Why Eggs Are Getting More Expensive- And Why You Should Shop Locally As A Result
In the second half of last year, millions upon millions of eggs were suddenly removed from supermarket shelves all across Europe. Not only that, but poultry farms were shut down, and the press worked themselves up into a frenzy about the health risk this crisis posed to the general public. And while this scare happened months ago, the egg industry across Europe is still dealing with the fallout, and struggling to meet consumer demand while cleaning up the mess that they made for themselves. So what was behind this massive outbreak of panic? In essence, it was all down to one problem- the chickens laying the eggs had been contaminated by an insecticide.
The chemical in question, fipronil, is commonly used by vets to get rid of fleas, lice, ticks, and other parasites that can pose a health risk to animals. The problem is, since the chemical is intended to kill pests, it’s therefore highly toxic.

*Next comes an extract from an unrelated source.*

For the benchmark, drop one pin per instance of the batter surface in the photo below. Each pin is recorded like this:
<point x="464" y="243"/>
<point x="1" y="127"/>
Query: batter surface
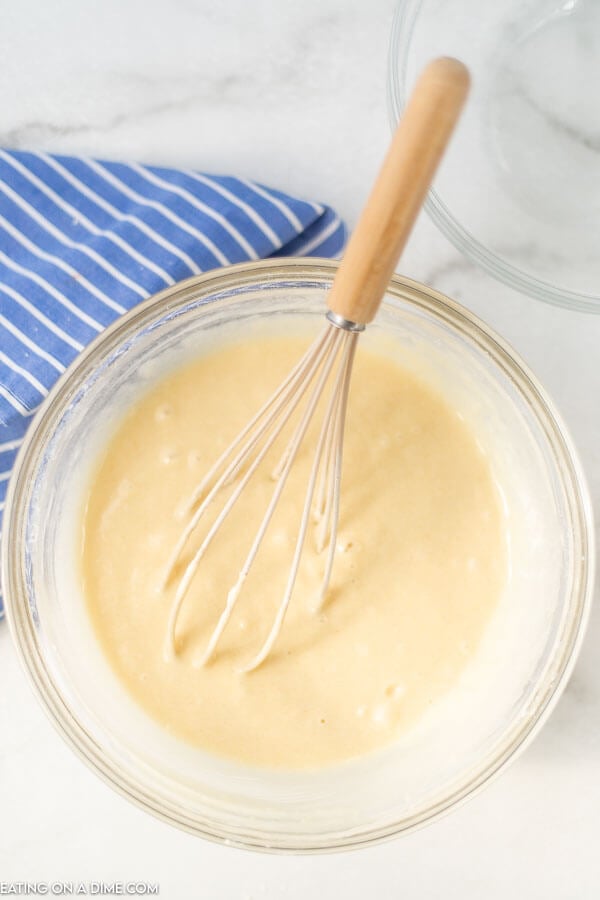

As anyone with an interest in organic food will know, pesticides and insecticides often pose a health risk to the people who eat produce that’s been treated with them at some point. However, with fipronil, the evidence is completely concrete- all studies have shown that fipronil can cause serious damage to the liver, kidneys, and thyroid if consumed in large amounts over time. For that reason, it’s banned for use on any animals who are destined for human consumption. Obviously, though, that doesn’t always mean that it’s being kept out of the food chain, as these events go to show.
How much of a risk does this contamination pose?
You might think that, while it’s understandable that you wouldn’t want people eating chickens contaminated with this chemical, surely there can’t be that much of a risk in simply eating their eggs. However, you’d only be partly right in thinking this. While it’s true that a single egg from a contaminated chicken probably wouldn’t do you much harm, it’s more a case of what would happen to you if you ate a lot of these eggs over a long period of time.
Fipronil is a dangerous chemical designed to kill living organisms, so it isn’t something that will just pass through your body without any ill effects. Those trace amounts of the chemical in each egg will build up over time, and once this total amount reaches a certain point, it could start doing serious damage to your body. What’s more, since children have a much lower tolerance of toxic chemicals than adults (because their bodies are smaller), they are much more at risk of getting sick if they eat a lot of these contaminated eggs.
What makes the issue even more worrying is that even after months of investigation, the authorities still aren’t sure what exactly caused this contamination. Their best guess is that the illegal substance was somehow added to insecticides used legally in keeping chickens, to make those insecticides more effective. It just goes to show that although the industry is subject to tight regulations, sometimes companies try to work their way around those regulations in order to make more money for themselves. You might think that organic eggs are at less risk of being contaminated with such chemicals, but that’s not necessarily the case- “organic” often means only using chemicals that they can get away with, and the fact that the base insecticide was fully authorized for use in organic farming means that organic eggs could well be at risk, too.
So what does this mean for consumers like me?
Well, if you’re keen to stick to an organic diet, it may mean that you have a bit more trouble than usual finding eggs that fit with that diet. While the demand for organic and free-range eggs is higher than ever, the farming industry is still dealing with the after-effects of this big scandal. Multiple chicken farms have been shut down, and the disruption means that there simply aren’t as may organic eggs on the market as there were a couple of years ago. And what happens whenever there’s a shortage of something? You got it- the prices shoot up as demand outstrips supply. Sellers know that they can get a higher price for their eggs because buyers simply have no other choice, so you may well find that your grocery bill is higher than usual if you go through a lot of eggs at home.
Luckily for our loyal customers, though, The Pan’s Club isn’t affected by this problem. Most of the affected eggs came from Germany and the Netherlands, whereas at our restaurant, we like to keep things locally sourced wherever possible. Since we get all the eggs used in our delicious quiches and salads from a local organic provider, we can be certain that there’s not a trace of any toxic chemicals in any of the eggs that we serve up in our restaurant.
In the end, we should be thankful that this contamination was caught before anyone got seriously ill, and that hopefully the scare will lead to tighter controls over what chemicals find their way into our food supply. However, it also highlights the risks that people face when they buy food without having any clue where it comes from. By choosing locally sourced produce wherever possible (like we do at The Pan’s Club), you can stop things like this from affecting you and your health. What’s more, you’ll know you’re supporting local farmers and businesses, instead of handing your money over to mega-corporations who care more about their profits than they do about the health of their customers. It’s all the more reason to switch to an organic way of life!